When a play calls for a bowling alley, well, the scenic designer creates one. That is the case in Suzan-Lori Parks’ powerful play about confronting racism, White Noise, on stage through May 5 in the Anspacher at the Public Theatre in NYC. The action jumps from location to location, including the essence of a bowling alley, which is charged with symbolism for the two male characters in the play: one who owns the place and the other who is bowling for his freedom.

The creative team includes: Clint Ramos, sets; Toni-Leslie James, costumes; Xavier Pierce, lighting; Lucy Mackinnon, projections; and Dan Moses Schreier, sound. Live Design’s coverage of this powerful production, whose cast of four features Daveed Diggs of Hamilton fame, continues with this Q&A with Clint Ramos on the scenic design for this world premiere directed by Oskar Eustis. Check out our first White Noise story on Schreier's sound design.

Live Design: How did the script inform your design choices, especially in terms of the bowling alley (which is fantastic!) and the quick shifts from location to location?

Clint Ramos: I had been fortunate enough to join the process early. So with Oskar and Suzan-Lori Parks, I was able to follow how the play progressed over months of readings and rewrites. In terms of the design, I don't think any of us were excited about the idea of deep verisimilitude. I really wanted to work more on an emotional/psychic space that was also more about providing solutions to the scenic challenges that play possessed. I don't think I even thought about "style" with a big "S" but rather thought about a space that can contain the work that the characters were doing but also in a utilitarian way, also contain the work that the actors were doing. The bowling alley was a given. It was where everything happened to all of them. I think really the design started there. Solving the bowling dilemma was the impetus for the design and how to succinctly move to and from there with unadorned ease. The performance space is almost blank—domesticity and location are implied. That felt correct, and true to us.

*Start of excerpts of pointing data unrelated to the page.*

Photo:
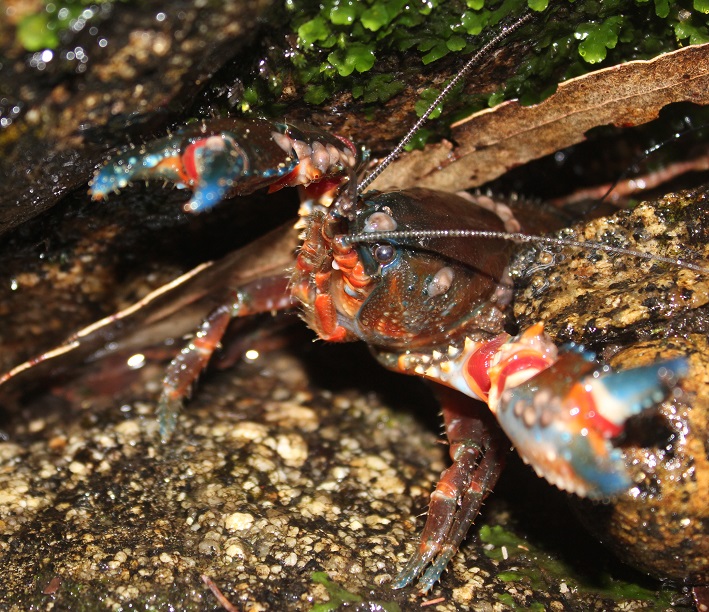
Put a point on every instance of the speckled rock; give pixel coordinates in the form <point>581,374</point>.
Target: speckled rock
<point>277,470</point>
<point>633,312</point>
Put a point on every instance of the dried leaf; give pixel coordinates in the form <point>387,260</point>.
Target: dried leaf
<point>491,142</point>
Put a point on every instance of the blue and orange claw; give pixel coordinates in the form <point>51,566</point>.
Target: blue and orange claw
<point>563,420</point>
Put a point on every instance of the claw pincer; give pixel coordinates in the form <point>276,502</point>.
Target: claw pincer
<point>228,157</point>
<point>564,417</point>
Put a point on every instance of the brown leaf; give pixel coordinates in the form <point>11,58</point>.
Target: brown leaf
<point>493,141</point>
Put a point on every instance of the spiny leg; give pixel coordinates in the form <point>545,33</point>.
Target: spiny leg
<point>263,295</point>
<point>477,449</point>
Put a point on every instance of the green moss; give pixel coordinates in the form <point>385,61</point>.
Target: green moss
<point>543,571</point>
<point>43,30</point>
<point>596,38</point>
<point>343,45</point>
<point>339,596</point>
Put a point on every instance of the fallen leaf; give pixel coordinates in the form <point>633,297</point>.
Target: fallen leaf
<point>491,142</point>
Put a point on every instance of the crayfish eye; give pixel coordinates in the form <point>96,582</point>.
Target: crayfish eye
<point>384,253</point>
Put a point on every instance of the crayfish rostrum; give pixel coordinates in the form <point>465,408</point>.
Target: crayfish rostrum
<point>436,297</point>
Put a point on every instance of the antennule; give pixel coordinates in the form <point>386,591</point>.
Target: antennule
<point>519,237</point>
<point>484,51</point>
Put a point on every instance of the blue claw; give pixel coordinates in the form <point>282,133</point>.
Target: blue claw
<point>564,419</point>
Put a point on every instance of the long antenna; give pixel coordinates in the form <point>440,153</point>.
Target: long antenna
<point>484,51</point>
<point>519,237</point>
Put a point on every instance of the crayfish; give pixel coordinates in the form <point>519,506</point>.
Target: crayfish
<point>379,268</point>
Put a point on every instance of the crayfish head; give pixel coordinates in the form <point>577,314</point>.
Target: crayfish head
<point>423,293</point>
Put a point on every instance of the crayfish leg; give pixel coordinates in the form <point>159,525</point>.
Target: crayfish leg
<point>262,295</point>
<point>477,449</point>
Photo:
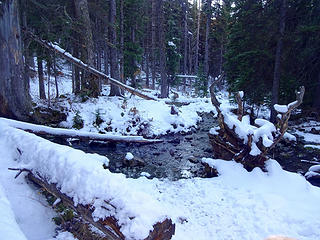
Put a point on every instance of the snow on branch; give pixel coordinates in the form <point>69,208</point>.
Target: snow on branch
<point>237,139</point>
<point>71,133</point>
<point>63,53</point>
<point>109,201</point>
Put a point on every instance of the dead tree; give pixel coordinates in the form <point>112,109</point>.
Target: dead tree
<point>77,62</point>
<point>109,226</point>
<point>235,139</point>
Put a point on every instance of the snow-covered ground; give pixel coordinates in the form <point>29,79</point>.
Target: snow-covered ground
<point>235,205</point>
<point>126,116</point>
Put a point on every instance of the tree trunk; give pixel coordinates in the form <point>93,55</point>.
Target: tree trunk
<point>206,49</point>
<point>55,75</point>
<point>121,42</point>
<point>162,49</point>
<point>41,79</point>
<point>316,103</point>
<point>196,61</point>
<point>49,75</point>
<point>114,68</point>
<point>15,101</point>
<point>87,52</point>
<point>185,35</point>
<point>277,63</point>
<point>153,42</point>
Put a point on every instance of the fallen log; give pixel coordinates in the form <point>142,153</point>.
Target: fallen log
<point>71,133</point>
<point>161,231</point>
<point>237,139</point>
<point>63,53</point>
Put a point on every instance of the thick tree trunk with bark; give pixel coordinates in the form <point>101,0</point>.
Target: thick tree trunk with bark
<point>122,41</point>
<point>206,49</point>
<point>42,93</point>
<point>276,75</point>
<point>153,41</point>
<point>89,82</point>
<point>196,61</point>
<point>230,141</point>
<point>114,67</point>
<point>14,95</point>
<point>63,53</point>
<point>316,104</point>
<point>185,35</point>
<point>163,73</point>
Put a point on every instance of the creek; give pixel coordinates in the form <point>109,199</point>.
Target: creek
<point>179,155</point>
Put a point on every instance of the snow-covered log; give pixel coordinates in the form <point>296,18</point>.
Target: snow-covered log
<point>111,202</point>
<point>71,133</point>
<point>109,226</point>
<point>237,139</point>
<point>63,53</point>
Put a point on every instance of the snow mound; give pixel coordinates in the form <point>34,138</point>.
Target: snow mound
<point>82,177</point>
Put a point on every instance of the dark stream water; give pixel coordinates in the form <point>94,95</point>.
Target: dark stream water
<point>179,156</point>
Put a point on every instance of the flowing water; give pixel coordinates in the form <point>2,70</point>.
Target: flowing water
<point>179,156</point>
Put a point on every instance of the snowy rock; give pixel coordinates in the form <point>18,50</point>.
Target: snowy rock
<point>131,161</point>
<point>281,108</point>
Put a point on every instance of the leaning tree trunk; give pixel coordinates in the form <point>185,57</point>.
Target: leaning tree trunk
<point>14,96</point>
<point>206,50</point>
<point>276,74</point>
<point>90,82</point>
<point>164,80</point>
<point>114,68</point>
<point>237,140</point>
<point>153,41</point>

set design for White Noise

LD: How did you deal with sight lines with the audience on three sides of the stage area?

CR: You kind of just deal with it. I think, again, we had to use the bowling alley as the fulcrum of the scenic "seesaw"—so radiating the order of action and furniture thrust-wise from that seemed appropriate. I mean we made sure that every seat, in spite of the difference of location, had equal experience. We made sure that we had enough media screens to cover all three sides, etc. And really, tech time is very important. We did a lot of walking around. 

LD: Can you talk about your collaboration with the other designers?

CR: This show really felt great collaboratively. I think all of us were on the same page in terms of buttressing what Oskar and SLP were trying to do with the storytelling. A lot of the success of the bowling alley is really because of Dan Moses, Lucy, and Xavier. There is a lot of scenic engineering that we had to cover. Also, a large part of the visual experience is Lucy MacKinnon's video design. I think what she does is really complete the psychological and emotional trajectory that the scenery begins. It's truly brilliant work.